The idea is delightfully simple: for 30 days, you post once a day in response to a book-themed question. That’s it. No essays, no footnotes, no need to summon the ghost of Shakespeare, just honest answers, curious reflections, and maybe a few cheeky confessions about your reading habits. I have decided to take part this year, and since I picked a month with 31 days (I know it would have made more sense to use a 30 day one) I am using March 1st to explain what I am doing.
Each day brings a new prompt: favourite characters, memorable endings, guilty pleasures, and the books that made you weep, rage, or fall in love with the written word. It’s a gentle nudge to celebrate your literary life, one post at a time.
So why not give it a go? Dust off your bookshelf, sharpen your wit, and join the challenge. Thirty days. Thirty questions. One slightly eccentric bookworm’s journey through the pages.
DAY 17. – Author I wish people would read more.
I am simply going to choose one of my favourite authors, the incomparable Dennis Yates Wheatley.
Dennis Yates Wheatley was an English writer whose astonishing output of thrillers and occult adventures made him one of the best selling authors in the world from the nineteen thirties through to the nineteen sixties. His work enjoyed a few revivals in the seventies and eighties when publishers released collections of his Black Magic novels, helped along by a couple of Hammer Horror adaptations that brought his darker tales back into the public imagination.

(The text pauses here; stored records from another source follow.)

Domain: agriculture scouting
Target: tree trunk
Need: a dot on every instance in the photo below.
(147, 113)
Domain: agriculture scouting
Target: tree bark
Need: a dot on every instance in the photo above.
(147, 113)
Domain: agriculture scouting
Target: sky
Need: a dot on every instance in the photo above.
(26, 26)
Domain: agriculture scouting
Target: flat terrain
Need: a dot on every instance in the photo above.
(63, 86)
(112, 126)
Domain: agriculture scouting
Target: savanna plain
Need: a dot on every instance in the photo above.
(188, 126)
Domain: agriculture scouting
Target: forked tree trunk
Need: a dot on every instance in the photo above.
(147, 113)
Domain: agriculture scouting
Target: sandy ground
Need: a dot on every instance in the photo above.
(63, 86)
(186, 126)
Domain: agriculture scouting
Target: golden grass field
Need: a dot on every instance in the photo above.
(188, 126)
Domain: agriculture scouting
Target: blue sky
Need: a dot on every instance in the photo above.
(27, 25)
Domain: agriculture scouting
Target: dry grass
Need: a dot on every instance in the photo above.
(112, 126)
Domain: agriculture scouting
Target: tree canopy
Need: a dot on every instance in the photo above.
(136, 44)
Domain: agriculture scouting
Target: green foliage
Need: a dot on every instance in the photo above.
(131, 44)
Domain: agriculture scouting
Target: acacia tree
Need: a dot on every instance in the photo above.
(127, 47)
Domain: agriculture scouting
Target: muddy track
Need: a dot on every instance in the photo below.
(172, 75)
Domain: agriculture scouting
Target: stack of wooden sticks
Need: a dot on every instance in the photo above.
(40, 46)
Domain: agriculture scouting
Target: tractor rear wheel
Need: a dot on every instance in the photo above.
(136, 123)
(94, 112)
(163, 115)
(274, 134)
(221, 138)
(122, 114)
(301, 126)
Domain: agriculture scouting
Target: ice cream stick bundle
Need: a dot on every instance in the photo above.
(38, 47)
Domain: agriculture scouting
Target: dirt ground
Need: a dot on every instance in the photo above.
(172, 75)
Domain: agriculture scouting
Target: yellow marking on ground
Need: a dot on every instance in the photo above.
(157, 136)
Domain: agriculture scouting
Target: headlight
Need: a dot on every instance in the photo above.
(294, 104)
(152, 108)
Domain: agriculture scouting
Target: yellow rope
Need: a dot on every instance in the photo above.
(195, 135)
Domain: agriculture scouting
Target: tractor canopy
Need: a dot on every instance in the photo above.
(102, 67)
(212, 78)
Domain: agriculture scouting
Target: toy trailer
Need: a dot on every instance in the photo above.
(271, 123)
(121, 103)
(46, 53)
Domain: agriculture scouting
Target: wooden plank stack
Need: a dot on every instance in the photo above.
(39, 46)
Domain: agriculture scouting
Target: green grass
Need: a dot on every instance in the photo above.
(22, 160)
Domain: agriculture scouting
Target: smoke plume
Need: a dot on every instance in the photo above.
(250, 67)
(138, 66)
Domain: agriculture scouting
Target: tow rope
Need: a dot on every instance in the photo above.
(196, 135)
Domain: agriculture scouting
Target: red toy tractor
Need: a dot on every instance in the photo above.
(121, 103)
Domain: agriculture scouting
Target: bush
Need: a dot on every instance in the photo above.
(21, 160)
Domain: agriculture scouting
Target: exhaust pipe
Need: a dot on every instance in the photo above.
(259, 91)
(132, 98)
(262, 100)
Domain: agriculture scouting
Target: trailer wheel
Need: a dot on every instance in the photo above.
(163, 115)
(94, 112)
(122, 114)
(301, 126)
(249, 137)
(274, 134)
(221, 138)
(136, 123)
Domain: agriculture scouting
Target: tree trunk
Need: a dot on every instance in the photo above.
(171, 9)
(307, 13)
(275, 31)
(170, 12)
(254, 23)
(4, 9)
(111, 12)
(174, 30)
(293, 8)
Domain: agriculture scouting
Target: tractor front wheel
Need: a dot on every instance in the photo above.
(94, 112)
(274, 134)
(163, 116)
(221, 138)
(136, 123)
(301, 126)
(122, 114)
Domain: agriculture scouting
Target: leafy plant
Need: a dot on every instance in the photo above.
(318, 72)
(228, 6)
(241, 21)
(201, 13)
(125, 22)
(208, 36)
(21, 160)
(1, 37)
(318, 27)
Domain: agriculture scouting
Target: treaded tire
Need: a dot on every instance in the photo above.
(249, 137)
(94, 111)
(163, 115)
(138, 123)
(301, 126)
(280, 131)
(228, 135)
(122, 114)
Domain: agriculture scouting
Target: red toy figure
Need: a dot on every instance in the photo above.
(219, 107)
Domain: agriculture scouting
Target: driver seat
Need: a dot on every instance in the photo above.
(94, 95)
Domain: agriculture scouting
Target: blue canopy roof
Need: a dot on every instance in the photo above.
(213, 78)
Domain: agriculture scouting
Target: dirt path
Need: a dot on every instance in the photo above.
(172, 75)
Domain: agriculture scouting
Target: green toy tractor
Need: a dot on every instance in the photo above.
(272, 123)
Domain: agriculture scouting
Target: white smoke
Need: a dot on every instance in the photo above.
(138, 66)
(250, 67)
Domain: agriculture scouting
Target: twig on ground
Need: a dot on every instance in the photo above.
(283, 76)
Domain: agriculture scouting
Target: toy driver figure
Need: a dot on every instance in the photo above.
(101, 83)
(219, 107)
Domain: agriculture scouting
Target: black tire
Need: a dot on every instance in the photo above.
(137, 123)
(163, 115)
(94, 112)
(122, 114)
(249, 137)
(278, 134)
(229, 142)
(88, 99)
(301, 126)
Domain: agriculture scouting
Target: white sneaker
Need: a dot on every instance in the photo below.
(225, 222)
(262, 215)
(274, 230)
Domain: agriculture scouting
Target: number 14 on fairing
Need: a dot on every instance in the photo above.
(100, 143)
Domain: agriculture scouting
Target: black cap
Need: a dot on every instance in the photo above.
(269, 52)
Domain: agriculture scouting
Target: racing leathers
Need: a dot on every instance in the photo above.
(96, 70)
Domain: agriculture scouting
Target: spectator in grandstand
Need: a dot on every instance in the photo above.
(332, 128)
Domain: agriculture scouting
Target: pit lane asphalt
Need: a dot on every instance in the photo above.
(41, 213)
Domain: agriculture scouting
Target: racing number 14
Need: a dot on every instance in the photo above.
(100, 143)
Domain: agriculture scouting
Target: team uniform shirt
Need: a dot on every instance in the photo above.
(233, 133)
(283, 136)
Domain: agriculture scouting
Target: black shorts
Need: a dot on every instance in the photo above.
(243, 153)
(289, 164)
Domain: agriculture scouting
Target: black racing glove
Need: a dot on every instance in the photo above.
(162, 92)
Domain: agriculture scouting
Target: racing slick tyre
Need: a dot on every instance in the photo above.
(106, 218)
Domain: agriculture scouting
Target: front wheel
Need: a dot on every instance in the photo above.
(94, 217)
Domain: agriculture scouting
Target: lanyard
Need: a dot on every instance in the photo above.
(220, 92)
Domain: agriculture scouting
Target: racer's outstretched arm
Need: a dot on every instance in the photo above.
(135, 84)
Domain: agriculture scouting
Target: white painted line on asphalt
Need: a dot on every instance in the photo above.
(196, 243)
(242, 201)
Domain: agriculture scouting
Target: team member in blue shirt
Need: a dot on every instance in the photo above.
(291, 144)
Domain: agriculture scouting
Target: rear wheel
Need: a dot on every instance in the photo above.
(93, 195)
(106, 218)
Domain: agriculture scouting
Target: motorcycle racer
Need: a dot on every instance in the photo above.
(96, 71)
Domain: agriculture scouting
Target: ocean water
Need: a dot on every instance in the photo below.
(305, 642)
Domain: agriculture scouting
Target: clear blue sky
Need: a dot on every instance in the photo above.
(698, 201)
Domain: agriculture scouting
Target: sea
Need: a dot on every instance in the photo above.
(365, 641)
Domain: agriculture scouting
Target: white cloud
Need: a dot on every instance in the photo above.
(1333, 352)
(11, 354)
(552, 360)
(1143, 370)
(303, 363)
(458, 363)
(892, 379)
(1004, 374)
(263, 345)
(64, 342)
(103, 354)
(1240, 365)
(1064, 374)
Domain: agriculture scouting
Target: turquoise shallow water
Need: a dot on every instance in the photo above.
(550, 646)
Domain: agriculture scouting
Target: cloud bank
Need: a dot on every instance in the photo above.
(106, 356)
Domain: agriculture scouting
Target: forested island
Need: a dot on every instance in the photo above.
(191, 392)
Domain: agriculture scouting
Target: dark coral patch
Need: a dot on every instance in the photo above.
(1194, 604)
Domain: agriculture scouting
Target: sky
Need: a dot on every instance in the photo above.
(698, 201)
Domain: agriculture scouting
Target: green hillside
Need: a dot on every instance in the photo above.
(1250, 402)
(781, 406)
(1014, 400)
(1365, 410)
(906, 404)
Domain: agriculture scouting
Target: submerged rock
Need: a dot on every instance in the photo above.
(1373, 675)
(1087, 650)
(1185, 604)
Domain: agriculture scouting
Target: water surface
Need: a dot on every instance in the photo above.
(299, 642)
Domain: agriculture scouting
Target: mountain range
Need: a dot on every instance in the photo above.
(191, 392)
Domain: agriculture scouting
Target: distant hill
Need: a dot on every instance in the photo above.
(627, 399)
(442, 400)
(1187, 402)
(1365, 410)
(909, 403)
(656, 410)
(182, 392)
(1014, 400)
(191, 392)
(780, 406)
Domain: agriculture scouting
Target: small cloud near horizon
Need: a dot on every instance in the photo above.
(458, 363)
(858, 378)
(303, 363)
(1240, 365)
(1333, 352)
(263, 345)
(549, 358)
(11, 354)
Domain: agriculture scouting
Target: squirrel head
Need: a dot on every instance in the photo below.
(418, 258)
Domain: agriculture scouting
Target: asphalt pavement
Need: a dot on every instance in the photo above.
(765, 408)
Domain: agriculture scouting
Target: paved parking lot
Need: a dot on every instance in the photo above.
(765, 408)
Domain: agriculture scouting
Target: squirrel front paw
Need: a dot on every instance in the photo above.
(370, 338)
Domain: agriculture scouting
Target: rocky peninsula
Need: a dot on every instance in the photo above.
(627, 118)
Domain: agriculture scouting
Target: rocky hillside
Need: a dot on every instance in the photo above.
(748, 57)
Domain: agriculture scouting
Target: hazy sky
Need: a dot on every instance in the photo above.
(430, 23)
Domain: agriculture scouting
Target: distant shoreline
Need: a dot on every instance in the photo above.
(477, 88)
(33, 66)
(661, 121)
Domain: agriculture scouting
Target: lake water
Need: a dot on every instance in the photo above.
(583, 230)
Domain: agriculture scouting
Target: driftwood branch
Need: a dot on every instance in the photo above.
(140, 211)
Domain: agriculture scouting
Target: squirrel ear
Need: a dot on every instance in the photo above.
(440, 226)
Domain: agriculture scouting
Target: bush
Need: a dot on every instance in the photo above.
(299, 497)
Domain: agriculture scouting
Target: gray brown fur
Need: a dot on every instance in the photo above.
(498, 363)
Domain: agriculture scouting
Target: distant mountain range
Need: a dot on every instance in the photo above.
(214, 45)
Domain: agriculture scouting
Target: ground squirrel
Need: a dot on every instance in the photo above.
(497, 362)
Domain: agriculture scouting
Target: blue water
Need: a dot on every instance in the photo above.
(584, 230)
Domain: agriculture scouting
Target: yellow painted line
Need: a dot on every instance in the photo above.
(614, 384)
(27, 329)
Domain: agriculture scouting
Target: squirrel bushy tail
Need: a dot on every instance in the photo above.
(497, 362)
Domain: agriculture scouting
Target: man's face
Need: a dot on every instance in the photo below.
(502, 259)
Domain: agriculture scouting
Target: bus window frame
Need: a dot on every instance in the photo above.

Yet he was far more than the occult chap people remember. He produced an enormous body of work, both fiction and nonfiction, and long before Ian Fleming ever created James Bond, Wheatley had already written a series featuring a suave, worldly, and rather dangerous gentleman adventurer who would not have looked out of place in a tuxedo with a martini.
He also lived a life as colourful as his characters. During the war he served as the only civilian member of Churchills war council, brought in specifically to imagine the unthinkable and devise ideas that were as bold as they were bizarre. His job was to think in ways that others could not, and that sense of daring invention runs through everything he wrote.
Wheatley has always appealed to me because he blended adventure, mystery, and the occult with a certain old world charm, and he did it with complete confidence. It is no wonder he became one of my enduring favourites.